An annular disc of inner radius a and outer radius \['2a'\] is uniformly charged with uniform surface charge density \[\sigma \]. Find the potential at a distance \['a'\] from the centre at a point lying on the axis.

     

Answer 1

Hint:In order to calculate the potential at a distance from the centre at a point lying on the axis, we need to draw a figure as below to get points clearly.

Complete step-by-step answer:
     

The charge contained in the elementary ring,
\[dq = \sigma (2\pi rdr)\]
The potential due to the ring at P,
\[ = dV = \dfrac{{dq}}{{4\pi {\varepsilon _0}r\prime }}\]
The total potential at P due to the given disc V,
\[ = \smallint dV = \dfrac{1}{{4\pi {\varepsilon _0}}}\smallint \dfrac{{dq}}{r}\]
Since, \[dq = \sigma 2\pi rdr\] and \[r\prime = \sqrt {{a^2} + {r^2}} \]
\[ \Rightarrow {V_p} = \dfrac{\sigma }{{2{\varepsilon _0}}}[\sqrt {{a^2} + {r^2}} ]_{r = a}^{r = 2a} = \dfrac{\sigma }{{2{\varepsilon _0}}}a(\sqrt 5 - \sqrt 2 )\]
Thus, the answer to this question is \[\dfrac{\sigma }{{2{\varepsilon _0}}}a(\sqrt 5 - \sqrt 2 )\].

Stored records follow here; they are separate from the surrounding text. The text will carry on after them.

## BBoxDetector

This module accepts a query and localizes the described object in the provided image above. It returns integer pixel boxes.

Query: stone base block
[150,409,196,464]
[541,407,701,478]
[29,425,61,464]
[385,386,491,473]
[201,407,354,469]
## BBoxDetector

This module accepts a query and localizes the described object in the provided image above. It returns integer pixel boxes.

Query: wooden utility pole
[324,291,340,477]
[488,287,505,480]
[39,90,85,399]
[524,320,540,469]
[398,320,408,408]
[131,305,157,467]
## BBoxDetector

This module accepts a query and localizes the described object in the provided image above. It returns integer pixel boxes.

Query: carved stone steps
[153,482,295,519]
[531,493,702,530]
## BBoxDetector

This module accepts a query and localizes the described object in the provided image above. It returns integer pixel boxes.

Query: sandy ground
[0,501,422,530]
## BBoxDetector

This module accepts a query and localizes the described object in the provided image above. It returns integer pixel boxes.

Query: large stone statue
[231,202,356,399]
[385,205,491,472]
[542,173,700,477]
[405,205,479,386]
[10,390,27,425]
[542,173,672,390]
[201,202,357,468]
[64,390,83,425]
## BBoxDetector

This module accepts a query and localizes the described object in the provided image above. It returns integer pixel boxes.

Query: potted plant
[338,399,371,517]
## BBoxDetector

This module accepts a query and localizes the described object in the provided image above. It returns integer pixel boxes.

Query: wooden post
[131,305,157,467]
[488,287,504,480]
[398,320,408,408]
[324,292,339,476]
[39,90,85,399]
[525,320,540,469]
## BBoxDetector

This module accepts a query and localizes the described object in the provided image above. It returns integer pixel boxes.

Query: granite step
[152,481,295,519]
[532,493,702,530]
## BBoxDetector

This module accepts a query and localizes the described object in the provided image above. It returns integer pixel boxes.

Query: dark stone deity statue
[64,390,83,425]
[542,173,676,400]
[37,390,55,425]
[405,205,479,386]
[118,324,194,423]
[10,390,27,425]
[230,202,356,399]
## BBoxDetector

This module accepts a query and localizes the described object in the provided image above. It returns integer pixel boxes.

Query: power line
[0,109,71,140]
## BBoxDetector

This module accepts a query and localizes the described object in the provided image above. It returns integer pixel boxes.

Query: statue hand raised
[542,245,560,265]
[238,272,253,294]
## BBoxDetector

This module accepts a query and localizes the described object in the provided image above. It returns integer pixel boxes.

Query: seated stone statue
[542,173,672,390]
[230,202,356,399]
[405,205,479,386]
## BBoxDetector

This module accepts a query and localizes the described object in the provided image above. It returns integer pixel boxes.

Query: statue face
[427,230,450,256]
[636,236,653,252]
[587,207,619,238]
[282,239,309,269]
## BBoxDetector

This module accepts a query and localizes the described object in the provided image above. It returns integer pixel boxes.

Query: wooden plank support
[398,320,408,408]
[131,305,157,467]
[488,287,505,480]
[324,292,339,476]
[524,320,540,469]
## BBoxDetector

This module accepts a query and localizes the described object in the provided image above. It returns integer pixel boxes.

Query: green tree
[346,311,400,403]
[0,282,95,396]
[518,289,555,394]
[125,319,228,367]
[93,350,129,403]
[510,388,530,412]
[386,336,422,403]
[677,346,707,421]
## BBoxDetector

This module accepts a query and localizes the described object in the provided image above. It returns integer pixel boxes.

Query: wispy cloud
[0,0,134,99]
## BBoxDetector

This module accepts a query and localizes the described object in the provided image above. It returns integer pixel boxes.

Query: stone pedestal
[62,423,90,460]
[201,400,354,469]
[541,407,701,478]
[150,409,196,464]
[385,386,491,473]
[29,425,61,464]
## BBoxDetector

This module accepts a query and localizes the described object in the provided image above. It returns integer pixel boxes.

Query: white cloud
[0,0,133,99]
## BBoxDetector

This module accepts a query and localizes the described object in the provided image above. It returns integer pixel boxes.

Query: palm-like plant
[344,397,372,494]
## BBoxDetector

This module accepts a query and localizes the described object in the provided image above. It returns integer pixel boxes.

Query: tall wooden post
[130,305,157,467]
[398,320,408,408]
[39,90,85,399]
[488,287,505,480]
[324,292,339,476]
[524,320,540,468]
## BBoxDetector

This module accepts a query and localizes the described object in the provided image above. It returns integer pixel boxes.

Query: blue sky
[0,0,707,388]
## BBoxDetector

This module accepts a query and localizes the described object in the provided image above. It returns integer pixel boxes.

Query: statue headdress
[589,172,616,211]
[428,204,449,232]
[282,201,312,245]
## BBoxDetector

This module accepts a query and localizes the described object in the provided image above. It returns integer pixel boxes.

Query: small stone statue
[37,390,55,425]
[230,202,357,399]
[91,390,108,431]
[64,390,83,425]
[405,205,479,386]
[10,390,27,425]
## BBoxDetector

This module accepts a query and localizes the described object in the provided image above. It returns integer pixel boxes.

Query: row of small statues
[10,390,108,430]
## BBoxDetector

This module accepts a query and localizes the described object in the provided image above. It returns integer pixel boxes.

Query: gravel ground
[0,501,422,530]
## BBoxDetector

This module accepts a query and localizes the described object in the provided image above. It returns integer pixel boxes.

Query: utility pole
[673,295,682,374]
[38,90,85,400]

Additional Information: When the charge is uniformly distributed over the surface of the conductor, it is called Surface Charge Density or Surface Charge Distribution. It is denoted by the symbol \[{\mathbf{\sigma }}\] (sigma) symbol and the unit is \[C/{m^2}\]. It is also defined as charge/ per unit area. Mathematically surface charge density is \[{\mathbf{\sigma }} = \dfrac{{dq}}{{ds}}\] where \[dq\] is the small charge element over the small surface ds. So, the small charge on the conductor will be $dq = \sigma ds$.

Note:While solving this question, we should be aware of the different types of formula used here. Especially surface charge density and how the different values of the variable of the formula is used from the question. The formula is modified and used here to take out the required solution for the problem given here. Different formulae is used here which must be taken into consideration while solving the question.